The Starkville Planning and Zoning Commission will hear a presentation on a proposed urban renewal plan for districts falling under the city’s form-based codes at its 5:30 p.m. Tuesday meeting at City Hall.
Tripp Muldrow, a consultant with Arnett Muldrow and Associates, will present an urban renewal plan draft which covers the T4, T5 and T6 districts set forth in the form-based codes the city adopted in November 2011. These districts include 472 parcels and their adjacent public rights-of-way, the plan says, including areas of Highway 182, Russell Street, downtown Starkville, University Drive and the Cotton District.
The Mississippi Code of 1972 defines a “blighted area” as meeting any one of eight characteristics, and the draft says three of those characteristics exist in the districts. The first characteristic, it says, is a substantial number of deteriorating structures as determined in a windshield survey.
“Forty-six percent of the parcels contained buildings in ‘standard’ condition, meaning they had no visible building code violations from the street,” the draft says. “Thirty-one percent of the parcels contained buildings with notable minor repairs necessary to make them code compliant. Nine percent of the parcels contained buildings that likely will require major repairs to make them code compliant based on the windshield survey.”
The second characteristic, the draft says, is faulty lot layout, particularly pertaining to lot size.

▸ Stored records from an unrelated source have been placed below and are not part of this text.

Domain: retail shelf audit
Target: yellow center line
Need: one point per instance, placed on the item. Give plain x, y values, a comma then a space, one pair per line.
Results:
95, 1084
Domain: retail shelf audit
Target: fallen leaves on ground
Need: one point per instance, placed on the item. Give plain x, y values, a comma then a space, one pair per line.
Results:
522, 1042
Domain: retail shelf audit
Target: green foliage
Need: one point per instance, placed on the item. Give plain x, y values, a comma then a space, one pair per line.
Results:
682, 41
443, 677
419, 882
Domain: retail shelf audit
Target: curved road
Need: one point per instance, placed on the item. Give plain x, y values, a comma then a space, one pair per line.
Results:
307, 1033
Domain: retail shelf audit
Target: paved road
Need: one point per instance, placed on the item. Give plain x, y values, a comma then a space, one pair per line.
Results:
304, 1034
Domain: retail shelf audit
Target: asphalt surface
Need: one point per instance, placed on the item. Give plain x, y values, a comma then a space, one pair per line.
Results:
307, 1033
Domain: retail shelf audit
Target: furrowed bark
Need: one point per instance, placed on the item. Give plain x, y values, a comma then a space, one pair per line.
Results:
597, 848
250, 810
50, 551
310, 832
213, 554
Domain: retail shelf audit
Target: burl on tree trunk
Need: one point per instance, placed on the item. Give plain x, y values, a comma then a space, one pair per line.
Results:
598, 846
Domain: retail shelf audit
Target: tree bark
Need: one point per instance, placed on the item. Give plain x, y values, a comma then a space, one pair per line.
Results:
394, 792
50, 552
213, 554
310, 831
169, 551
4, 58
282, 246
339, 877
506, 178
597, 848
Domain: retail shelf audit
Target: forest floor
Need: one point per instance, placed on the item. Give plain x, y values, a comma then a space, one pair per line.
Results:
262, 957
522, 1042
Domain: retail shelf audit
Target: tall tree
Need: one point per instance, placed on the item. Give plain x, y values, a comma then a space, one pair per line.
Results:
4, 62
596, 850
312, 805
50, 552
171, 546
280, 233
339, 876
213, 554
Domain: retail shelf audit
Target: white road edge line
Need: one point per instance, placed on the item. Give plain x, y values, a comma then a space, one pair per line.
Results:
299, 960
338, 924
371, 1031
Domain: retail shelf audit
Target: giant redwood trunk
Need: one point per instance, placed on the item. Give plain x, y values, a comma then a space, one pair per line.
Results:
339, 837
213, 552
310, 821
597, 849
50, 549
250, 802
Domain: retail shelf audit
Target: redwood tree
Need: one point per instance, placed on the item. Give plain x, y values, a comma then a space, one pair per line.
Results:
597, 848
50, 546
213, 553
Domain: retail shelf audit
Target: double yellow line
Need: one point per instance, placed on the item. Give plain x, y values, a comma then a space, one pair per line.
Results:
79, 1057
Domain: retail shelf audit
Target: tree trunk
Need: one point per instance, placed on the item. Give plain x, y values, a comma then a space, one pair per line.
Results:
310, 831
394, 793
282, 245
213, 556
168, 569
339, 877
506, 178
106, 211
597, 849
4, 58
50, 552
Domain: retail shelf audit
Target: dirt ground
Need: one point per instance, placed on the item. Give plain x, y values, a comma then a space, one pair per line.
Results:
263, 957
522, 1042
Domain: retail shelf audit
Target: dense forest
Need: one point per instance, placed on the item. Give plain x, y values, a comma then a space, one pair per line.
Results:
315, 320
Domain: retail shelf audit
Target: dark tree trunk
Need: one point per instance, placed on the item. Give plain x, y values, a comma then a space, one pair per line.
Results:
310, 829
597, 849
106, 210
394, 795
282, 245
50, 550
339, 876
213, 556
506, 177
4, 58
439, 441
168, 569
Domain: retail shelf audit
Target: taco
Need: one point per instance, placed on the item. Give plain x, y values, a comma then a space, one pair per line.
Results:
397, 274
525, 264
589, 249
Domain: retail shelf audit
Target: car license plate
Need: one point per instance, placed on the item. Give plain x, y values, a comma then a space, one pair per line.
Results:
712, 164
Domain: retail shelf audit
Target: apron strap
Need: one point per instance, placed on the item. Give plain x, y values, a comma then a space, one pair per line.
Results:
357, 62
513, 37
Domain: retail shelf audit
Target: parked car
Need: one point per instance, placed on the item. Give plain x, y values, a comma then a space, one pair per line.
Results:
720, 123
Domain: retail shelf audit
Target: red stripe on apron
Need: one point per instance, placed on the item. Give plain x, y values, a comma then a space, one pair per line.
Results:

The districts have lots as small as 0.012 acres, it says, and their average lot acreage is .42 acres.
“Many of these lots were platted in the early development of Starkville and are small compared with contemporary platting,” the draft says. “Several of the largest parcels within the district are so large that the accessibility to the parcel is inhibited by its size. Over half of the acreage of the study area (59 percent) is occupied by substandard buildings or is a vacant parcel. In fact, vacant parcels account for 25 percent of the land area inside the designated district.”
The last characteristic is deterioration of sites or their improvements, the draft says. Parking problems stem from development in the area that predates the automobile, only 12 percent of the districts’ sidewalks are compliant with the Americans with Disabilities Act, and aging infrastructure poses other significant problems, it says.
“Existing streets need repaving, including a much-needed resurfacing of Highway 182,” the draft says. “Underground infrastructure consists of aging clay and cast-iron pipes that are inadequate for modern uses.”
Goals listed in the plan include maximizing development opportunities, improving infrastructure, encouraging development of vacant land, complying with the form-based codes and rehabilitating, renovating or removing substandard structures. Techniques the plan lists to meet these objectives include acquisition and disposition of property, public-private partnerships, construction of infrastructure improvements, encouraging private enterprises to take part in redevelopment and rehabilitation or demolition of substandard buildings.
Commissioners will also hold an election for its chairman and vice chairman. Its current chairman is Jerry Emison, who requested and received an excused absence from Tuesday’s meeting at the board’s previous meeting. In an email to City Planner Ben Griffith included with the meeting’s e-packet, Emison said he was sorry he could not attend.
“I hope that the commission will consider me for re-election as the chair,” Emison said. “I believe I am eligible, and I am willing to continue to serve in this capacity.”
The commission will also consider a conditional use request from Ernest Minor to allow multi-family residential use in a commercial zone on Carver Drive. A report from Assistant City Planner Pamela Daniel says Minor wants to rebuild Summer Chase Apartments, destroyed by fire on Jan. 27.